If you wish to participate in the Offer, please check the “Yes” box in the “Exchange Entire Eligible Option” column. Please note that if the “No” box is checked under the “Exchange Entire Eligible Option” column, the eligible option will not be exchanged and your eligible option will remain outstanding subject to its original terms.
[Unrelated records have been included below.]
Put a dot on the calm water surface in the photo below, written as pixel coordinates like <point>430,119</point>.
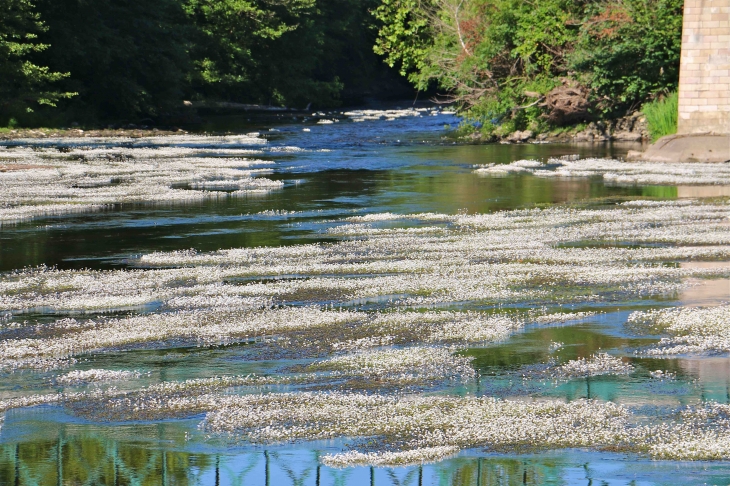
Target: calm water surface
<point>333,171</point>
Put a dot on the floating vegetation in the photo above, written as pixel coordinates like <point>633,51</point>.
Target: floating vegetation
<point>404,458</point>
<point>399,365</point>
<point>598,364</point>
<point>88,176</point>
<point>618,172</point>
<point>78,377</point>
<point>414,423</point>
<point>376,321</point>
<point>691,330</point>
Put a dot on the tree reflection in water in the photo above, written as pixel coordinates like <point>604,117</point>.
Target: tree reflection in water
<point>96,459</point>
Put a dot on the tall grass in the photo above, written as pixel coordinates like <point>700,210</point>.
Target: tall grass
<point>661,116</point>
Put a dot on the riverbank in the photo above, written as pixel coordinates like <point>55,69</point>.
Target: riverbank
<point>632,128</point>
<point>130,132</point>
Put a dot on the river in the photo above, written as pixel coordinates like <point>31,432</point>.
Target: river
<point>262,300</point>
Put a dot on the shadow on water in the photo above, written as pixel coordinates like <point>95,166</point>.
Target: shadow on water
<point>75,455</point>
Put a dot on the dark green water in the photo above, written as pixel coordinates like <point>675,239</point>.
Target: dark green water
<point>405,166</point>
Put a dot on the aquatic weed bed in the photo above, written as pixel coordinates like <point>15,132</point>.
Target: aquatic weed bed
<point>364,339</point>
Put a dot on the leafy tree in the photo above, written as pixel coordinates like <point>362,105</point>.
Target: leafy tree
<point>500,59</point>
<point>629,50</point>
<point>127,58</point>
<point>24,85</point>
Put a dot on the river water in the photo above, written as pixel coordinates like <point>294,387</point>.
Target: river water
<point>377,185</point>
Please note that before you can submit this Election Form, you must make a selection below for each eligible option or an error will be generated and your Election Form will not be accepted.
         
Original Grant Date       Exchange Entire
(MMDDYY)   Option Grant Number   Eligible Option?
       
o Yes o No
       
o Yes o No
       
o Yes o No
       
o Yes o No
       
o Yes o No
In accordance with the terms outlined in the Offer documents if you elect to exchange your eligible options, you will receive a new option covering the number of shares as determined by the exchange ratio below (rounded down to the nearest whole number of shares with respect to each option on a grant-by-grant basis), as described in Section 1 of the Offer Information Document. Your replacement options will be subject to a new vesting schedule as described in Section 3 of the Offer Information Document. Vesting on any date is subject to your continued service to the Company or its majority owned subsidiary through each relevant vesting date.
YOU WILL LOSE YOUR RIGHTS TO ALL EXCHANGED OPTIONS THAT ARE CANCELLED UNDER THE OFFER AND EXCHANGED FOR THE REPLACEMENT OPTIONS.
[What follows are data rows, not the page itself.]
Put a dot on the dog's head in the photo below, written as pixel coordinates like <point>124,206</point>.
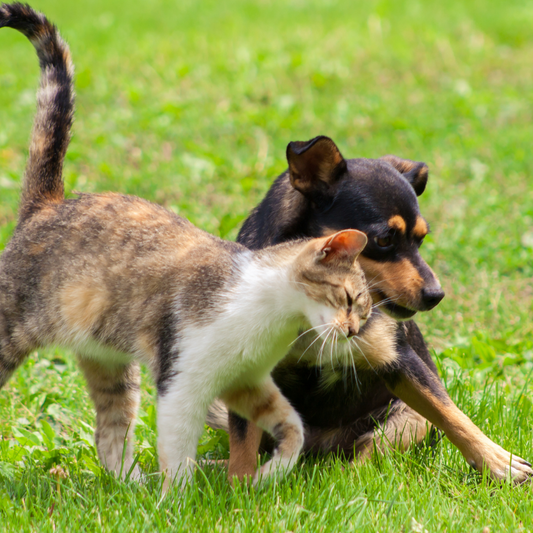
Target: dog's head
<point>378,197</point>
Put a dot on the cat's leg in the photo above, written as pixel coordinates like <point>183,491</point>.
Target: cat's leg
<point>244,441</point>
<point>182,406</point>
<point>15,345</point>
<point>115,391</point>
<point>269,409</point>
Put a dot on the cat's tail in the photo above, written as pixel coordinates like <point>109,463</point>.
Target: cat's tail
<point>217,416</point>
<point>55,107</point>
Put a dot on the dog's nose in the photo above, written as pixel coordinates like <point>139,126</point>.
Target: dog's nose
<point>431,297</point>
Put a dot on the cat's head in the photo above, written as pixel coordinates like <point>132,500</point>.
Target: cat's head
<point>326,270</point>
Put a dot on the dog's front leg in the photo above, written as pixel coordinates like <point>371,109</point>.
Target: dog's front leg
<point>409,378</point>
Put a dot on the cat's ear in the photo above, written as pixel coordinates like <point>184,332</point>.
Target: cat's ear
<point>343,246</point>
<point>415,172</point>
<point>315,166</point>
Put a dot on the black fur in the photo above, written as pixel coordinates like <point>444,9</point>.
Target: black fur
<point>361,194</point>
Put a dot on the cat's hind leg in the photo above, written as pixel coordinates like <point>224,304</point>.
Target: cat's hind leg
<point>115,391</point>
<point>15,345</point>
<point>182,409</point>
<point>270,410</point>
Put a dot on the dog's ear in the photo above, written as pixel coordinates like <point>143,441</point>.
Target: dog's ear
<point>415,172</point>
<point>315,166</point>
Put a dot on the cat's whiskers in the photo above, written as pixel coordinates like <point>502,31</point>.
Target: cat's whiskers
<point>311,344</point>
<point>321,351</point>
<point>307,331</point>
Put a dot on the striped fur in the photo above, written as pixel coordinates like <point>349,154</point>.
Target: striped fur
<point>55,107</point>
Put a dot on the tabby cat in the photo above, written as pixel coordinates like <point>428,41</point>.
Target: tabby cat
<point>122,281</point>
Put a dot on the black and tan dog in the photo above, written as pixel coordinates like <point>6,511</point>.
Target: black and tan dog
<point>388,393</point>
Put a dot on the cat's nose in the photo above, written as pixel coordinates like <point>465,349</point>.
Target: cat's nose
<point>352,330</point>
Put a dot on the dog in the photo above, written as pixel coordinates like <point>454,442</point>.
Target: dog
<point>388,395</point>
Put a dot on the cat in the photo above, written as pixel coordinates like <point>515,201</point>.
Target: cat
<point>122,281</point>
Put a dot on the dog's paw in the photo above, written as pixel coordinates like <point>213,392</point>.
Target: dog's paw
<point>502,465</point>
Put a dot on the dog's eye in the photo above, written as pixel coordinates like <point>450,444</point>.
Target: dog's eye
<point>349,299</point>
<point>383,242</point>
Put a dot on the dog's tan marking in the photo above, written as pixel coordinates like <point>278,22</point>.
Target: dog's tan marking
<point>398,280</point>
<point>479,451</point>
<point>379,348</point>
<point>397,222</point>
<point>421,228</point>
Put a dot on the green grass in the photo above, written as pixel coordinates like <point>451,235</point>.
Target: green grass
<point>191,104</point>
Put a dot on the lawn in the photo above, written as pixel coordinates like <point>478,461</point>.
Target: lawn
<point>191,104</point>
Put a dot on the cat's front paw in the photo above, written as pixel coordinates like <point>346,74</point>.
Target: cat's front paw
<point>275,469</point>
<point>501,464</point>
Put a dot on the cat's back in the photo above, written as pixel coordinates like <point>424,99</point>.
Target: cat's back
<point>132,248</point>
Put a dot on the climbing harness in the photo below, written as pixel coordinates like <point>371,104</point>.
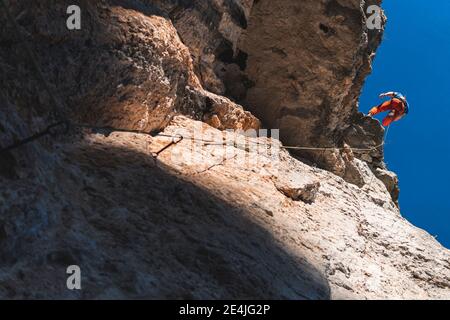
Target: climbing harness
<point>51,130</point>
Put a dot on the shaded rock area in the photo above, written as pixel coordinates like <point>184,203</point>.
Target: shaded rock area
<point>217,215</point>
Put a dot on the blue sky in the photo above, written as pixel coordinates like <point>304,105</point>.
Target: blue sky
<point>414,59</point>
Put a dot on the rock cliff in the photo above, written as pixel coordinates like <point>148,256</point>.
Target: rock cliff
<point>218,214</point>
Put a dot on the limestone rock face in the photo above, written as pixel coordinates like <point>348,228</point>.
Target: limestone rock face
<point>215,214</point>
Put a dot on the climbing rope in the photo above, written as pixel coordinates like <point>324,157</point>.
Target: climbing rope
<point>52,130</point>
<point>64,124</point>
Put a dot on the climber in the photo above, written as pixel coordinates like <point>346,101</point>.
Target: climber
<point>398,107</point>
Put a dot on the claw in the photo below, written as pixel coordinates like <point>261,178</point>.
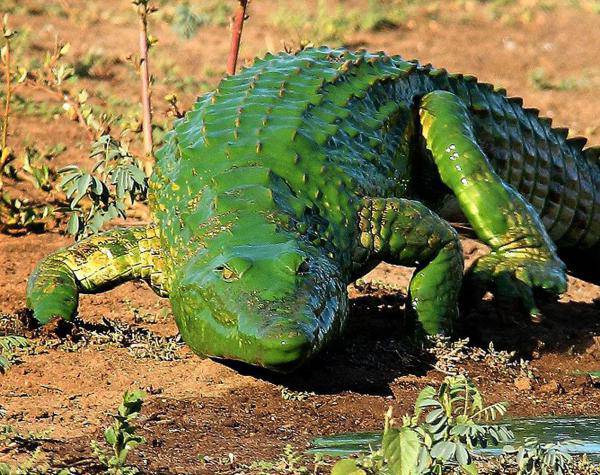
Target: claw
<point>514,280</point>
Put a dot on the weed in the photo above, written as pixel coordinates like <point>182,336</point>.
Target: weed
<point>121,436</point>
<point>116,181</point>
<point>290,463</point>
<point>534,457</point>
<point>21,214</point>
<point>451,354</point>
<point>447,424</point>
<point>139,342</point>
<point>8,350</point>
<point>31,466</point>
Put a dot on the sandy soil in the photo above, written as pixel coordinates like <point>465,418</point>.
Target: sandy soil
<point>199,407</point>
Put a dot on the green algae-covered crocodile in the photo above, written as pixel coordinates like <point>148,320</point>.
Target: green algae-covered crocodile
<point>302,172</point>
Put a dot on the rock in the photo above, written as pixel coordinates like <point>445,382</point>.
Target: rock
<point>583,380</point>
<point>552,387</point>
<point>523,384</point>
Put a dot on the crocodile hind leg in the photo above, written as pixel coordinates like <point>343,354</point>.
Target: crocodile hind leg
<point>93,265</point>
<point>523,256</point>
<point>405,232</point>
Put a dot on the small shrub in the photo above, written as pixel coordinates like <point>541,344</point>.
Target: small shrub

BY PARTICIPATING, YOU AGREE TO ALL TERMS OF THE OFFER AS SET FORTH IN THE OFFER DOCUMENTS.
In making this election, you agree that Mellanox may use, collect and transfer your personal data for the purpose of implementing, administering and managing your participation in the Offer. Such personal data may be transferred to Mellanox and to any third parties assisting Mellanox with the Offer, and these recipients may be located in the U.S. or elsewhere.
Please note that you may withdraw or change your election by submitting a new properly completed and signed Election Form prior to the expiration date, which will be 9:00 p.m. U.S. Pacific Time on April 22, 2009 (7:00 a.m. Israeli Time on April 23, 2009), unless we extend the Offer.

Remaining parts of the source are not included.